Forêt nationale de Prescott, près de Williams dans l’Arizona, États-Unis
(35°14′ N – 112°11′ O)

Entre 1980 et 2017, les émissions de dioxyde de soufre (SO2) aux États-Unis sont passées de 17,3 millions de tonnes à 1,3 million. La baisse de ces rejets polluants à l’origine des pluies acides s’explique en partie par la mise en place d’un marché des droits à polluer. En vertu du principe pollueur-payeur, dans les années 1990, les États-Unis établissent un marché de droits à polluer pour les centrales électriques au charbon.
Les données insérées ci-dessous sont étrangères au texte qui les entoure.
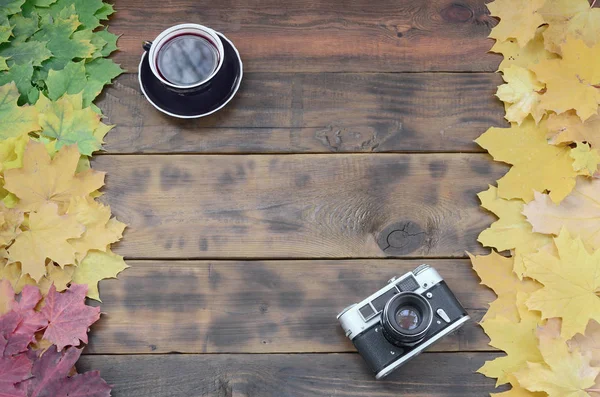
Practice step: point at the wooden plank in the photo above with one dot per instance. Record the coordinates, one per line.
(299, 206)
(283, 375)
(259, 307)
(321, 35)
(312, 113)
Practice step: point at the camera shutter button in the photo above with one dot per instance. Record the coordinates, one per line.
(443, 315)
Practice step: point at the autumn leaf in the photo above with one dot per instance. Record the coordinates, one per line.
(100, 229)
(68, 316)
(567, 127)
(67, 122)
(12, 371)
(50, 377)
(16, 120)
(7, 296)
(579, 213)
(562, 374)
(11, 272)
(537, 166)
(496, 272)
(46, 237)
(517, 338)
(21, 53)
(10, 222)
(571, 283)
(511, 231)
(44, 180)
(585, 159)
(521, 94)
(96, 266)
(570, 81)
(518, 23)
(57, 276)
(570, 18)
(56, 32)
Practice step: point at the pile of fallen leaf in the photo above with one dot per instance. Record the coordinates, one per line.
(55, 236)
(547, 312)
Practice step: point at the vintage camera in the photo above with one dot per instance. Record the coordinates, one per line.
(402, 319)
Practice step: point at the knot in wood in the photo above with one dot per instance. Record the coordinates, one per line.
(401, 238)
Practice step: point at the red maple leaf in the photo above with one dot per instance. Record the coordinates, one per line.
(19, 325)
(68, 317)
(51, 377)
(12, 370)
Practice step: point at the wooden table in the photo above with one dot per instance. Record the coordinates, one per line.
(346, 158)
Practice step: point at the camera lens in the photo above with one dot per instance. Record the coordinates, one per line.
(406, 318)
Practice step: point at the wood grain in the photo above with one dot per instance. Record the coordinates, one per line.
(259, 307)
(321, 35)
(299, 206)
(312, 113)
(284, 375)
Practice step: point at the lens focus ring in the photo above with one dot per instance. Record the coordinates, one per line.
(406, 318)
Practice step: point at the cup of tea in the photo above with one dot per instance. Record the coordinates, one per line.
(186, 57)
(190, 71)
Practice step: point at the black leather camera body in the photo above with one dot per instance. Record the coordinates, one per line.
(401, 320)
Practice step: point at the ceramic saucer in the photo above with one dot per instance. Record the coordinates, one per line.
(206, 101)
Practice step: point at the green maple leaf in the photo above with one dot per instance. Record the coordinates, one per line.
(57, 33)
(5, 30)
(68, 123)
(96, 39)
(9, 7)
(70, 80)
(34, 52)
(21, 75)
(100, 72)
(111, 42)
(105, 11)
(85, 9)
(24, 27)
(16, 120)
Ce marché fixe des quotas, les entreprises y achètent ou vendent des droits à émettre des gaz soufrés en fonction de leurs besoins. Ce système favorise l’innovation pour réduire la pollution : les sociétés peuvent revendre leur surplus de quotas à d’autres acteurs du marché. Le plafond d’émissions fixé pour 2010 était de 8,95 millions de tonnes de SO2, cette année-là les centrales n’ont rejeté que 5,2 millions de tonnes de SO2. Ce marché de droits d’émissions des gaz soufrés a préfiguré celui mis en place pour les gaz à effets de serre par le protocole de Kyoto.